海外ではてんかんの症状を持つ犬を安楽死させることがごく当たり前の日常とされています。日本では安楽死という選択肢を薦める獣医師は少なく、度重なる発作に耐えかねた飼い主が飼育を諦めてしまうケースが目立ちます。

てんかんの発作は日時を問わず突発的に起こり、場合によっては興奮状態になった犬が危険を及ぼすこともあるため、なかなか犬連れの外出やトリミングショップ、ペットホテルの利用などをためらってしまうものです。
まずは信頼出来る主治医を見つけ、先の方策を見出していきましょう。

嘔吐を伴う病気

犬は人間が考えている以上に簡単に嘔吐が出来る特性を持っています。これは犬の食性に関係しており、犬は食べ物を基本的にすべて丸飲みすることが理由の一つでもあります。犬は食べ物を丸飲みした後、時間をかけてゆっくりと消化します。
これは野生の環境下では目の前の獲物をゆっくりと味わい、歯で噛み砕き食べていては横取りされたり、敵に襲われたりする危険があるためです。

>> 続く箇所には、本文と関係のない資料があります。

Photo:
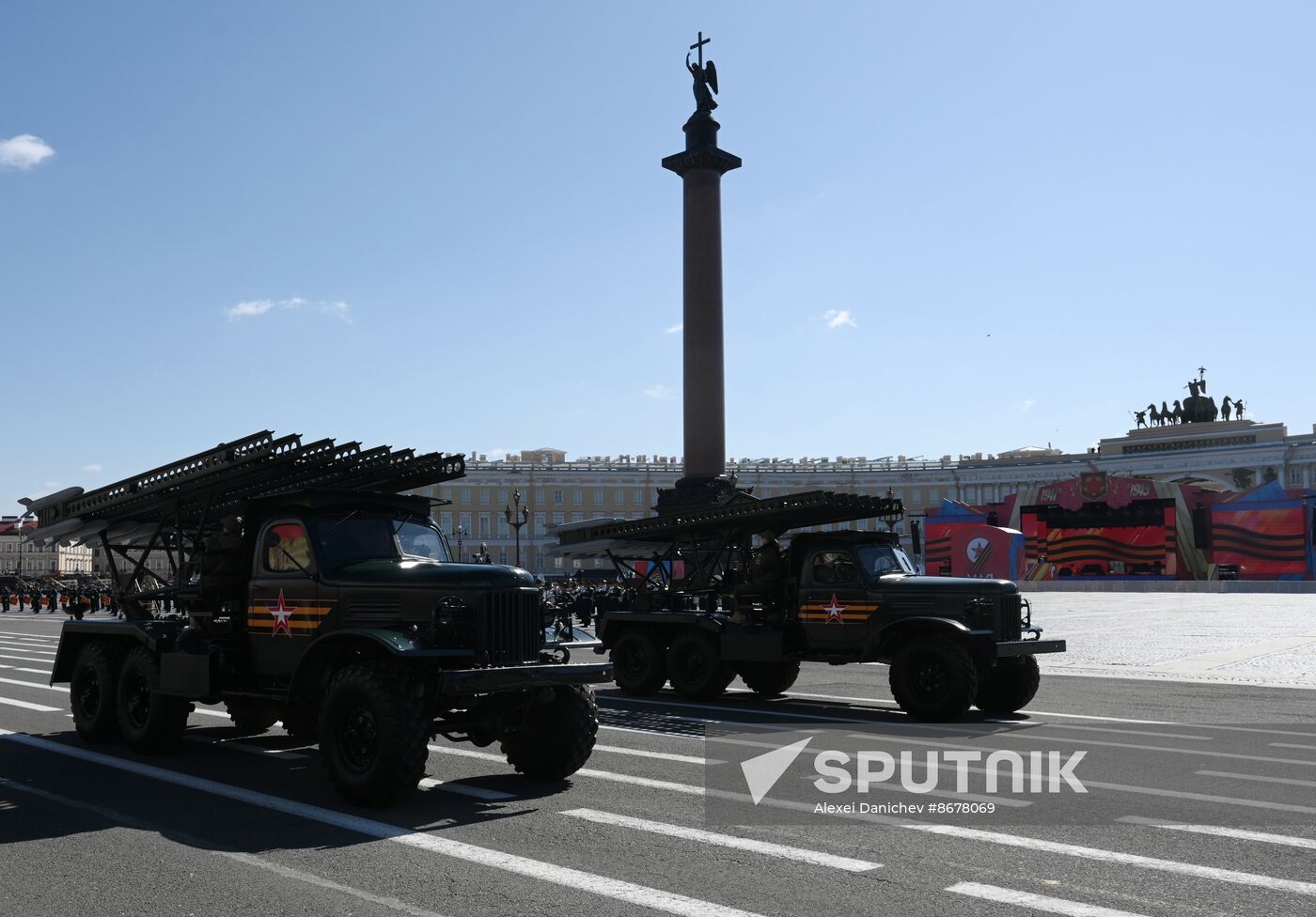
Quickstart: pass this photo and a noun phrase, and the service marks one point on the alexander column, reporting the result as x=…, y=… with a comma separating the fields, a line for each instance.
x=700, y=168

この食性は人間と共に暮らすペットになってからも変わらず、ドライフードのように硬い物でも気にすることなく丸飲みします。特にコーギーは、数ある犬種の中でもトップクラスに食欲が旺盛で、猛スピードで食事を完食することでも有名です。

また、子犬の離乳の時期、母犬は一旦自分で飲み込んだ食べ物を子犬の目の前で嘔吐し食べさせることもあります。これは消化器官がまだ未発達な子犬に、自らがある程度消化した物を与えることで離乳食の役目を果たしているのです。

このように、犬にとって嘔吐は決して病的な意味だけではないのです。
しかし、その反面病的な理由を考えるべき嘔吐もあります。それは、犬は嘔吐した物から遠ざかる、口を付けなかった場合です。

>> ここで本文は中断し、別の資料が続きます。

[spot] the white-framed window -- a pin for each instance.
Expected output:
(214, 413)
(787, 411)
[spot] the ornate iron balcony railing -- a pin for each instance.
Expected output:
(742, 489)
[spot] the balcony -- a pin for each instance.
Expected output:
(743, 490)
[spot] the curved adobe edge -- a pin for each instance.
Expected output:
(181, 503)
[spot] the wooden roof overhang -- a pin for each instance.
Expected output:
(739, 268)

犬が健康的に嘔吐した場合、一旦嘔吐した物を直後にもう一度食べます。この行動は人間が食べ物を喉に詰まらせたり、ゲップをする行動に似ているものです。しかし、病的な嘔吐の場合は一旦吐き出した後、決して食べることも無ければ、場合によっては嘔吐後にぐったりと座り込むこともあります。

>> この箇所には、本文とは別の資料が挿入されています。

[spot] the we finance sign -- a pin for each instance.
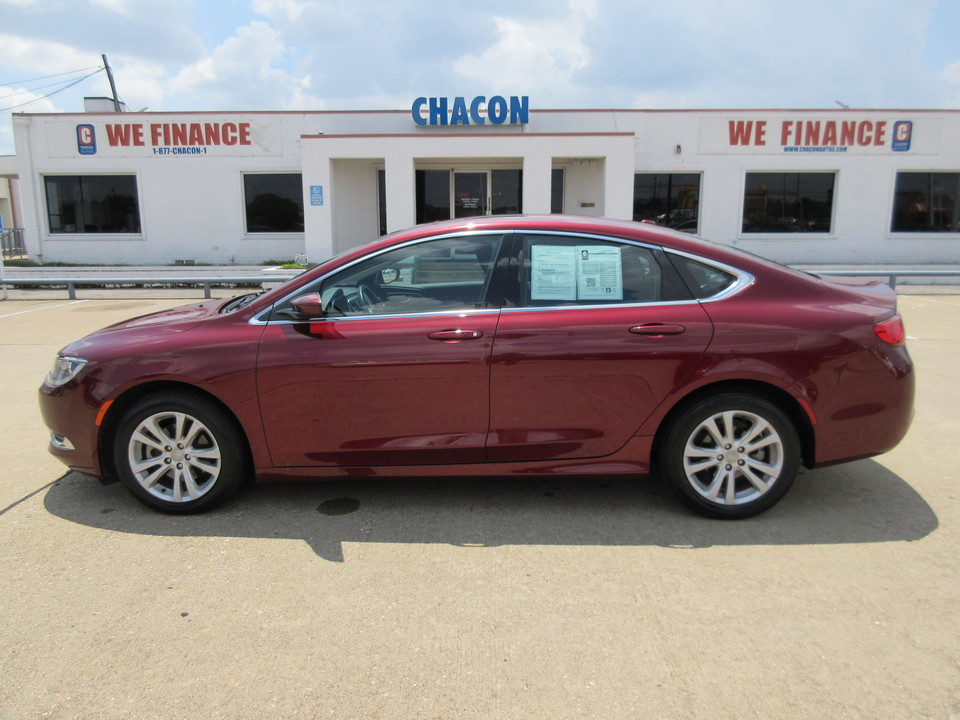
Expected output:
(820, 135)
(171, 138)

このような嘔吐の原因には以下のようなことが考えられます。

  • 異物の誤飲
  • 胃の不快感
  • 病的な食欲不振

病的な嘔吐は繰り返すことで脱水症状も併発し、危険な状態に陥る可能性があります。度々嘔吐を繰り返す時は動物病院を受診し、原因を突き止めてあげましょう。

動物病院病的な嘔吐をした後は数時間、飲み水、食べ物を与えてはいけません。与えることで再度嘔吐を繰り返し、脱水症状を進行させてしまうためです。
症状の判断が難しい場合は、動物病院に連絡をし、応急処置の指示を仰ぎましょう。

その他、注意すべき健康管理

コーギーの健康管理には肥満対策が絶対的に欠かせません。適性体重は個々の骨格により異なりますから、生後一年を過ぎ、身体的な成長が止まった時点で動物病院で適性体重を確認し現状維持を常に心掛けましょう。